Chapitre 16 : Le Toutou
C'était une douce odeur de pain grillé qui eu raison de mon long sommeil. Je clignai des yeux plusieurs fois, mais un affreux mal de crâne m'empêchait de bouger à ma guise. Mes membres étaient lourds et courbaturés, comme si j'avais couru un marathon.
— Enfin Shrek !
J'ouvris brusquement les yeux, étonnée d'entendre la voix d'Angie. Mes yeux doublèrent de volume, lorsque je scrutai son regard inquiet et les énormes cernes sous ses yeux. Je tentai de me dresser sur mon oreiller, mais j'eus bien plus de mal que je ne l'aurais cru.
Comment un geste aussi simple pouvait-il être aussi douloureux ?
— Vas-y doucement, fit-il en me soutenant par l'épaule.
Je regardai autour de moi, désormais complètement éveillée et reconnus les murs blancs et immaculés de l'infirmerie. Au pied de mon lit, se trouvait un matelas ainsi qu'une couverture pliée avec soin.
— Tu as dormi ici ? lui demandai-je d'une voix cassée.
Comme moi, il fut surpris par ce pitoyable son sorti de ma gorge. C'était comme si je ne m'étais pas arrêtée de crier pendant des jours et des jours. Ma gorge me brûlait, et une énième quinte de toux attaqua mes poumons.
— Regarde moi dans les yeux. Il saisit brusquement mon menton d'une main tremblante. Je jure sur mon honneur que je vais finir par tuer Alec Walker.
Cela faisait longtemps que je n'avais pas vu Angie aussi en colère. Je me remémorai notre parc favori en Arizona, lorsque nous avions dix ans. Un vieux au crâne dégarni m'avait demandée de le suivre en m'assurant avoir vu une licorne. J'avais pourtant refusé poliment, j'étais beaucoup trop vieille pour croire à ce genre de chose, mais il s'en fichait. Il m'avait soudainement tiré par le bras avec force. Angie avait entendu mes plaintes et était venu en courant pour m'aider. Il lui avait sauté au cou, et lui avait lacéré le visage. À l'époque, je ne m'étais pas posée de questions sur les profondes entailles qu'il avait réussi à lui infliger, alors qu'il était seulement âgé de douze ans. Je me souvenais de sa respiration hachée, son regard noir, et sa position presque animale, lorsqu'il s'était posté devant moi pour me protéger avec son corps.
Pourtant sa main tremblante, qui tressautait désagréablement sur mon menton, ne me terrifiait plus. Du moins, plus autant qu'à l'époque, certainement à cause des cadavres en putréfaction qui restaient encore dans ma mémoire : le souvenir de leurs dents acérées sur ma chaire, alors que je me noyais et dépérissais dans les abysses ... La peur et le désespoir.
— Je dois pouvoir me défendre seule et ...
— Ambre, me coupa-t-il en serrant avec force le drap. Ça suffit maintenant. C'est mal me connaître si tu penses que je te laisse te balader seule dans la nature sans protection. Cet endroit est bien plus dangereux que tu ne le penses. Je te vois entrer en classe accompagnée de tes amis, et discuter librement avec tout le monde. Qu'est-ce que tu crois ? Qu'on est en camp de vacances aux pays des bisounours ?
— Arrête de penser que tu es le seul qui me veuille du bien ici, crachai-je en soutenant son regard noir. Pour la première fois de ma vie, j'ai rencontré des gens biens avec qui je partage énormément de points communs. Ils sont bien plus humains que tu ne le crois.
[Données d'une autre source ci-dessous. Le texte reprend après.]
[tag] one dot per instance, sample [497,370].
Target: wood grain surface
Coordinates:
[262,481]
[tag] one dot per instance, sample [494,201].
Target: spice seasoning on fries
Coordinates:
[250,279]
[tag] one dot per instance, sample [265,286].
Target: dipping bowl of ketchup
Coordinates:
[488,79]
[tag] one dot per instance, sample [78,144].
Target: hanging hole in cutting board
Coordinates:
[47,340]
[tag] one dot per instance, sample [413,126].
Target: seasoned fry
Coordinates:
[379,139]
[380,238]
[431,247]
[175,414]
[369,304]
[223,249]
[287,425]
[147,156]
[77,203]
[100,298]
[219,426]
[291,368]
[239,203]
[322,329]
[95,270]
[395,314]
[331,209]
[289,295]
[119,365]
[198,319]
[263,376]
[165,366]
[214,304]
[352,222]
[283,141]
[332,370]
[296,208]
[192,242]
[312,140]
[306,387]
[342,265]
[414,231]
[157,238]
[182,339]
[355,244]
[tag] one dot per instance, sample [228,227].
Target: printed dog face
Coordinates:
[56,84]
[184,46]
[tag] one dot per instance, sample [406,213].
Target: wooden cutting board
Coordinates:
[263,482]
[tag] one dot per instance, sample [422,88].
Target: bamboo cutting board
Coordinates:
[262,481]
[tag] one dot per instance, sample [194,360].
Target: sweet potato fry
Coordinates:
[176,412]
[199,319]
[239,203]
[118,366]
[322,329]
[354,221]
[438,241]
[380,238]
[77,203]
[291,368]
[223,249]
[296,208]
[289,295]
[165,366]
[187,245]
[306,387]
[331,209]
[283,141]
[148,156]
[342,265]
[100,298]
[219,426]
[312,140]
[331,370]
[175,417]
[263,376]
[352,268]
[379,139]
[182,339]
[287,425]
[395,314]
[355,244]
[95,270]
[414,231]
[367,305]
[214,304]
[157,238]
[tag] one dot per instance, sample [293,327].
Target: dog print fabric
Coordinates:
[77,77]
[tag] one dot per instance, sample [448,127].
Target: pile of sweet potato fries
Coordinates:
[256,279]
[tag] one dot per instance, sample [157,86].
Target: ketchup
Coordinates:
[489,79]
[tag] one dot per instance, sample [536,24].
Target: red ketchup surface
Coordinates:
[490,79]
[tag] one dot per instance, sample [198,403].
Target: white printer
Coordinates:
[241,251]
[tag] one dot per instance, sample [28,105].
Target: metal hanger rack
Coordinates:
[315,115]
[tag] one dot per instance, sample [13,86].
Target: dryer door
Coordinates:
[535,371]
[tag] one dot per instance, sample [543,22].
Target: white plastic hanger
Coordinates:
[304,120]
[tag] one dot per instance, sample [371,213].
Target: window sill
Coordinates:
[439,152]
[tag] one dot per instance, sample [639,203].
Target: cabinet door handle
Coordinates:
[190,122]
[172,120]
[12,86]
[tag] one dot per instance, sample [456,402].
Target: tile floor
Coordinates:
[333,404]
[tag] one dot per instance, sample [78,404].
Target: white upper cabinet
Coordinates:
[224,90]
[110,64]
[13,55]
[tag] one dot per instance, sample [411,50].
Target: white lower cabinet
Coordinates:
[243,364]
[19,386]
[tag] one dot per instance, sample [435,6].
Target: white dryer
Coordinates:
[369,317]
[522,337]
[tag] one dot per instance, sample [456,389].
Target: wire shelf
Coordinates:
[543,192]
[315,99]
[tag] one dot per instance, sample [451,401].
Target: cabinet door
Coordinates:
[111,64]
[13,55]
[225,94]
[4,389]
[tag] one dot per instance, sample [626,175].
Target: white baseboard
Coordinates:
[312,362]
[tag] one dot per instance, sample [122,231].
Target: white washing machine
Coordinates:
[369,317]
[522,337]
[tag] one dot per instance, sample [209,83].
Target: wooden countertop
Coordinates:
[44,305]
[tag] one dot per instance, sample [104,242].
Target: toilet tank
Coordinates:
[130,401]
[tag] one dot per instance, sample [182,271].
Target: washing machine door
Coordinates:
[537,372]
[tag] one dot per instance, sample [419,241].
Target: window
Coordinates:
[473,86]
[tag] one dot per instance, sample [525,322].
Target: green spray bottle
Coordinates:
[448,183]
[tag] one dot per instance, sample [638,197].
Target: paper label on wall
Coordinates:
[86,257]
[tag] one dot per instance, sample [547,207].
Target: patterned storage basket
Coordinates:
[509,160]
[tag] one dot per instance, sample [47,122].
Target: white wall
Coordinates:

Il soutint mon regard en secouant la tête, comme si j'étais une bête de foire ou une psychopathe qu'il fallait interner.
— Regarde où tu te trouves en ce moment, cria-t-il en me montrant l'infirmerie d'un doigt accusateur. Tu trouves tes amis assez "humains" pour que l'un d'eux t'emmène ici ? Tu es restée inconsciente deux jours ! Comment vas-tu expliquer ça à ta mère ? Et comment est-ce que tu peux prendre la défense de ce type après ce qu'il t'a fait ?
— Deux jours ?! Mais et les cours ? Le match est demain ! Comment je vais ...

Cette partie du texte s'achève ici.